No entanto, Ester não era apenas bela; havia nela uma graça serena e uma sabedoria discreta que conquistavam o favor daqueles que a encontravam. Hegai, o guarda das mulheres do palácio, viu nela algo especial e lhe concedeu atenção e cuidado. Quando chegou o momento de apresentar-se ao rei, Ester não buscou adornos extravagantes nem exibiu ambição; levou apenas o que lhe foi aconselhado, e sua simplicidade resplandecente tocou o coração do rei.

Assuero a amou mais do que a todas as outras mulheres e colocou sobre sua cabeça a coroa real. Assim, a órfã judia tornou-se rainha da Pérsia.

Entretanto, o verdadeiro propósito de sua elevação ainda estava por se revelar.

Algum tempo depois, um homem chamado Hamã, elevado à posição de grande autoridade no reino, encheu-se de ira contra Mordecai porque este se recusava a se curvar diante dele. Movido por orgulho e ódio, Hamã não quis punir apenas Mordecai; decidiu destruir todo o povo judeu espalhado pelo império. Convencendo o rei com intrigas e manipulação, conseguiu um decreto que determinava a aniquilação dos judeus em um único dia.

Quando Mordecai soube do decreto, rasgou suas vestes e chorou amargamente. Ao saber da tragédia iminente, Ester também ficou profundamente angustiada. Mordecai então lhe enviou uma mensagem que ecoa como uma das frases mais poderosas de toda a Escritura:

“Quem sabe se não foi para um momento como este que chegaste à posição de rainha?”

Ester compreendeu então o peso de sua posição. Aproximar-se do rei sem ser chamada era proibido e poderia significar a morte, a menos que o rei estendesse seu cetro de ouro em sinal de favor. Ainda assim, ela decidiu agir. Antes, porém, convocou seu povo a jejuar por três dias e ela mesma jejuou junto com suas servas. Não foi uma decisão impulsiva, mas um passo de coragem sustentado pela fé.

Após o jejum, Ester vestiu seus trajes reais e entrou no pátio interior do palácio. Era um momento carregado de silêncio e risco. Quando o rei a viu, porém, ela encontrou graça aos seus olhos. Ele estendeu o cetro de ouro, poupando sua vida e abrindo espaço para que ela falasse.

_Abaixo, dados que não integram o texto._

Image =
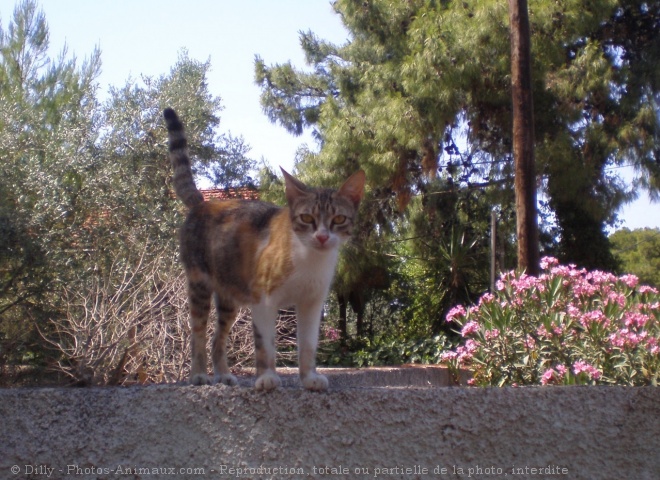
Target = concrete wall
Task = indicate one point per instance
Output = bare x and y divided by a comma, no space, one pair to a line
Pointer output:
150,432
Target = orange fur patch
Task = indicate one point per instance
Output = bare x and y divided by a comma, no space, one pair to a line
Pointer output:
275,264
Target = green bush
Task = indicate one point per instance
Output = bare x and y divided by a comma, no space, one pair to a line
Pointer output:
381,352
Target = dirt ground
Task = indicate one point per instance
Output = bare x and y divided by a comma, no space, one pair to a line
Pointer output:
176,431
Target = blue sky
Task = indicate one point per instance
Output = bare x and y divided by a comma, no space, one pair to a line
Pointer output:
144,37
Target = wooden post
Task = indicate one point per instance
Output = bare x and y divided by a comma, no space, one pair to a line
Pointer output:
523,139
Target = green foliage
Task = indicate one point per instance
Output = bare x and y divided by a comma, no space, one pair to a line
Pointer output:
385,351
416,75
567,326
639,253
85,196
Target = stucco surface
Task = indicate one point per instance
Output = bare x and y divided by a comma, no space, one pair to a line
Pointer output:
440,432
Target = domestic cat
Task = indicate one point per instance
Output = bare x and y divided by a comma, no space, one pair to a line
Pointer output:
251,253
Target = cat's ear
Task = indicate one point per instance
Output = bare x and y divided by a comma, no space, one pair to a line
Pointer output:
353,188
294,187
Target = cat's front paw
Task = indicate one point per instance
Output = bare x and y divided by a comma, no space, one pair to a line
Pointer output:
225,379
200,379
315,382
267,382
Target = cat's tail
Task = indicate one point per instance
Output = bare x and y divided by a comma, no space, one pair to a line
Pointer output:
184,184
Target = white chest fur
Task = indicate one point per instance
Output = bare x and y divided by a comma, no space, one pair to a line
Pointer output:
313,271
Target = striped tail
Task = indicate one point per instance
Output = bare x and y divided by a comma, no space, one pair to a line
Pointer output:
184,184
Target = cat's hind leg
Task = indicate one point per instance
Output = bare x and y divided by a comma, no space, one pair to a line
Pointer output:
264,320
199,301
226,318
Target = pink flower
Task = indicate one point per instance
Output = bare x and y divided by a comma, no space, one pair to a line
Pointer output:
647,289
490,334
590,370
530,342
635,319
589,318
454,313
332,334
547,262
630,280
448,356
548,376
616,297
486,298
573,311
469,328
556,374
543,332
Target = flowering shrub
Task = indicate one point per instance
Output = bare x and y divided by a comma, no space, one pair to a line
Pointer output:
567,326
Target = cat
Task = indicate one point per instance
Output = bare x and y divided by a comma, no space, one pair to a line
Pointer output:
255,254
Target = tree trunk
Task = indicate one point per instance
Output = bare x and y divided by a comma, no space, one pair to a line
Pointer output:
523,139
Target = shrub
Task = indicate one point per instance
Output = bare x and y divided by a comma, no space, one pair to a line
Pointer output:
384,351
567,326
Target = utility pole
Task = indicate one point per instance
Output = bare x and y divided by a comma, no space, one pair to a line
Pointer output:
493,249
523,139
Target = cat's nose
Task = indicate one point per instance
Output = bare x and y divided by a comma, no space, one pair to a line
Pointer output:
322,238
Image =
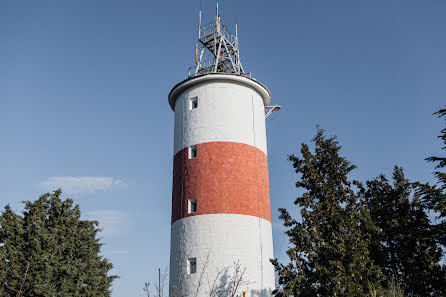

Com sabedoria e prudência, Ester não revelou imediatamente sua petição. Preparou dois banquetes para o rei e para Hamã. Nesse ambiente cuidadosamente preparado, no momento certo, ela revelou sua verdadeira identidade e denunciou a trama que ameaçava destruir seu povo. Diante do rei, declarou com coragem que sua própria vida estava incluída naquela sentença injusta.

A revelação causou indignação em Assuero. A maldade de Hamã foi exposta e ele acabou sendo executado na mesma forca que havia preparado para Mordecai. O decreto de destruição não podia ser simplesmente revogado, segundo as leis persas, mas um novo decreto foi emitido permitindo que os judeus se defendessem. Assim, aquilo que havia sido planejado para destruição tornou-se ocasião de livramento.

Mordecai foi elevado à posição de honra no reino, e o povo judeu celebrou sua libertação. Dessa vitória nasceu a festa de Purim, celebrada até hoje como memória da reversão milagrosa do destino de um povo.

Curiosamente, o livro de Ester é um dos poucos livros bíblicos em que o nome de Deus não aparece explicitamente. Ainda assim, Sua presença é percebida em cada detalhe da história — na ascensão improvável de uma órfã à posição de rainha, nas coincidências que se entrelaçam no palácio, na coragem que surge no momento decisivo e na justiça que se manifesta quando tudo parecia perdido.

Hadassa, a jovem simples do exílio, tornou-se Ester, a rainha que salvou seu povo. Sua história permanece como um testemunho de coragem, sabedoria e propósito. Ela nos lembra que, muitas vezes, as posições que ocupamos, os caminhos inesperados que percorremos e até os desafios que enfrentamos podem fazer parte de algo maior — um chamado silencioso que se revela “para um tempo como este.”